In the present invention, the term "scFv (single chain fragment variable)" refers to a single-chain antibody made by expressing only the variable region of an antibody through genetic recombination, and is a single-chain antibody made by connecting the VH region and VL region of the antibody with a short peptide chain. refers to antibodies The term “scFv” is intended to include scFv fragments, including antigen-binding fragments, unless otherwise specified or understood from context. This is self-evident to those skilled in the art.

In the present invention, the term “complementarity determining region (CDR)” refers to the amino acid sequence of the hypervariable region of the heavy and light chains of immunoglobulin. The heavy and light chains may each contain three CDRs (CDRH1, CDRH2, CDRH3 and CDRL1, CDRL2, CDRL3). The CDR may provide key contact residues for the antibody to bind to the antigen or epitope.

In the present invention, the term "specifically binds" or "specifically recognizes" has the same meaning commonly known to those skilled in the art, and means that an antigen and an antibody specifically interact to produce an immunological reaction. .

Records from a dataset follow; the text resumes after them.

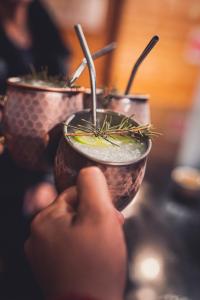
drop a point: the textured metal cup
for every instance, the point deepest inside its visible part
(136, 105)
(124, 179)
(31, 117)
(87, 98)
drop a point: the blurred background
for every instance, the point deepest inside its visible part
(170, 74)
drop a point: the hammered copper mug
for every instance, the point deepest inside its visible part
(124, 179)
(31, 115)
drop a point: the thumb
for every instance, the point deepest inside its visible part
(93, 193)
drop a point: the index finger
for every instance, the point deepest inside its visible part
(93, 192)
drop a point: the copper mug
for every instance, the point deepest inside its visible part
(136, 105)
(31, 117)
(124, 179)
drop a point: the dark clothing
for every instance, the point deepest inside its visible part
(47, 50)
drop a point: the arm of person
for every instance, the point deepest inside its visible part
(76, 248)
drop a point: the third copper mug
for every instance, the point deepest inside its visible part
(123, 178)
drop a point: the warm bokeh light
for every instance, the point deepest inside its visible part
(147, 266)
(150, 268)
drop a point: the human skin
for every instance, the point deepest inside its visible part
(77, 245)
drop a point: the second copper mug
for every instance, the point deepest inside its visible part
(30, 117)
(124, 179)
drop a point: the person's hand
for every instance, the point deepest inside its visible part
(77, 244)
(38, 197)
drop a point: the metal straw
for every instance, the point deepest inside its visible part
(91, 68)
(145, 52)
(95, 55)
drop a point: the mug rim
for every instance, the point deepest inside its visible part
(16, 82)
(132, 97)
(131, 162)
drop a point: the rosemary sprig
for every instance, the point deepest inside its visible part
(106, 130)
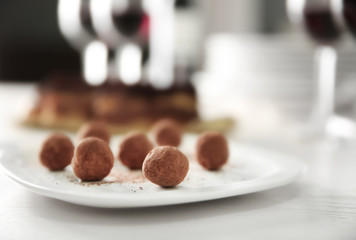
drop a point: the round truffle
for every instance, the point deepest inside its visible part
(56, 152)
(94, 129)
(93, 159)
(133, 150)
(167, 132)
(212, 150)
(166, 166)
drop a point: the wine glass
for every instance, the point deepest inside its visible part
(76, 25)
(320, 22)
(121, 25)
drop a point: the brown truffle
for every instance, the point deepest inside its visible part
(56, 152)
(93, 159)
(166, 166)
(212, 150)
(167, 132)
(94, 129)
(133, 150)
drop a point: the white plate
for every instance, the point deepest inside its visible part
(250, 169)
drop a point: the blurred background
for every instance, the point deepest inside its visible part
(247, 58)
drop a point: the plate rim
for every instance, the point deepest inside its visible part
(127, 201)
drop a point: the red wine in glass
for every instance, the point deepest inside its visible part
(321, 25)
(349, 12)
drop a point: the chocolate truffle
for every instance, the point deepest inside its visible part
(212, 150)
(94, 129)
(93, 159)
(167, 132)
(133, 150)
(56, 152)
(166, 166)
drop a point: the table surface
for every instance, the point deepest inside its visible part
(320, 205)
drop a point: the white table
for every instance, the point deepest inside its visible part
(321, 205)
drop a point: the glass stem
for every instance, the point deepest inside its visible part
(326, 59)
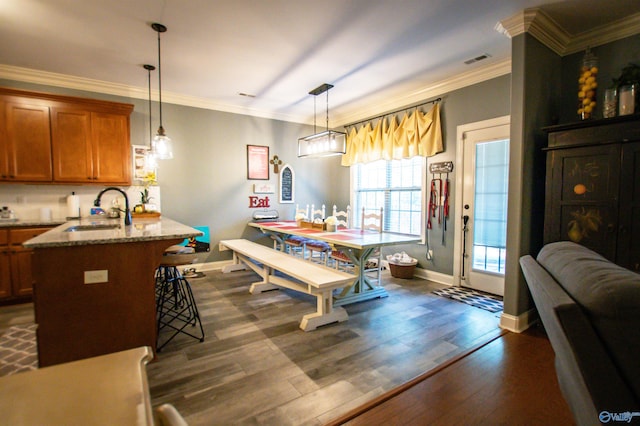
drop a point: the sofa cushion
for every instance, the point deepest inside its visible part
(610, 297)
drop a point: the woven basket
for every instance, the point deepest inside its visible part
(402, 270)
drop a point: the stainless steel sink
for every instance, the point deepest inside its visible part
(93, 227)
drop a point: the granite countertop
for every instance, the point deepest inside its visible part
(140, 230)
(14, 223)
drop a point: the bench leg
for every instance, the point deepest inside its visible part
(326, 313)
(265, 284)
(235, 266)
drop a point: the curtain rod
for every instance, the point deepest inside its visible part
(434, 101)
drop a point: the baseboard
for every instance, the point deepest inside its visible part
(208, 266)
(436, 277)
(520, 323)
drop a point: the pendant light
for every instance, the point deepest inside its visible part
(150, 161)
(326, 143)
(161, 142)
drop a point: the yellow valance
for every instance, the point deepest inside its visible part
(416, 134)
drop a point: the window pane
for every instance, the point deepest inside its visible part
(396, 186)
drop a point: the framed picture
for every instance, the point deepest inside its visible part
(138, 158)
(257, 162)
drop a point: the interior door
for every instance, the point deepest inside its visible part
(484, 208)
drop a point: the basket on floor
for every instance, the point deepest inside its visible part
(402, 270)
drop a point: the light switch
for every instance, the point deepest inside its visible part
(94, 277)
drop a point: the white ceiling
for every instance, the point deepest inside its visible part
(379, 54)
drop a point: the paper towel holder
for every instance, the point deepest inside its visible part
(73, 207)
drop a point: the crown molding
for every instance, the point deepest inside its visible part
(540, 25)
(437, 89)
(28, 75)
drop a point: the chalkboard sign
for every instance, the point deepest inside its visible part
(287, 184)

In the present invention, the term “antigen-binding fragment” refers to a fragment of the entire structure of an immunoglobulin and a portion of a polypeptide containing a portion to which an antigen can bind. For example, it may be scFv, (scFv) 2, scFv-Fc, Fab, Fab' or F(ab') 2, but is not limited thereto. Among the antigen-binding fragments, Fab has one antigen-binding site with a structure that includes the variable regions of the light and heavy chains, the constant region of the light chain, and the first constant region (C _H1 ) of the heavy chain. Fab' differs from Fab in that it has a hinge region containing one or more cysteine residues at the C-terminus of the heavy chain C _H1 domain. The F(ab') 2 antibody is produced when the cysteine residue in the hinge region of Fab' forms a disulfide bond. Fv is a minimal antibody fragment containing only the heavy chain variable region and the light chain variable region, and recombinant techniques for producing Fv fragments are widely known in the art. A two-chain Fv (two-chain Fv) is a non-covalent bond in which the heavy chain variable region and a light chain variable region are connected, while a single-chain Fv (single-chain Fv) is generally shared between the heavy chain variable region and the short chain variable region through a peptide linker. They can be connected by a bond or directly connected at the C-terminus to form a dimer-like structure, such as double-chain Fv. The linker may be a peptide linker consisting of 1 to 100 or 2 to 50 amino acids, and suitable sequences are known in the art. The antigen-binding fragment can be obtained using a proteolytic enzyme (for example, Fab can be obtained by restriction digestion of the entire antibody with papain, and F(ab') 2 fragment can be obtained by digestion with pepsin), It can be produced through genetic recombination technology.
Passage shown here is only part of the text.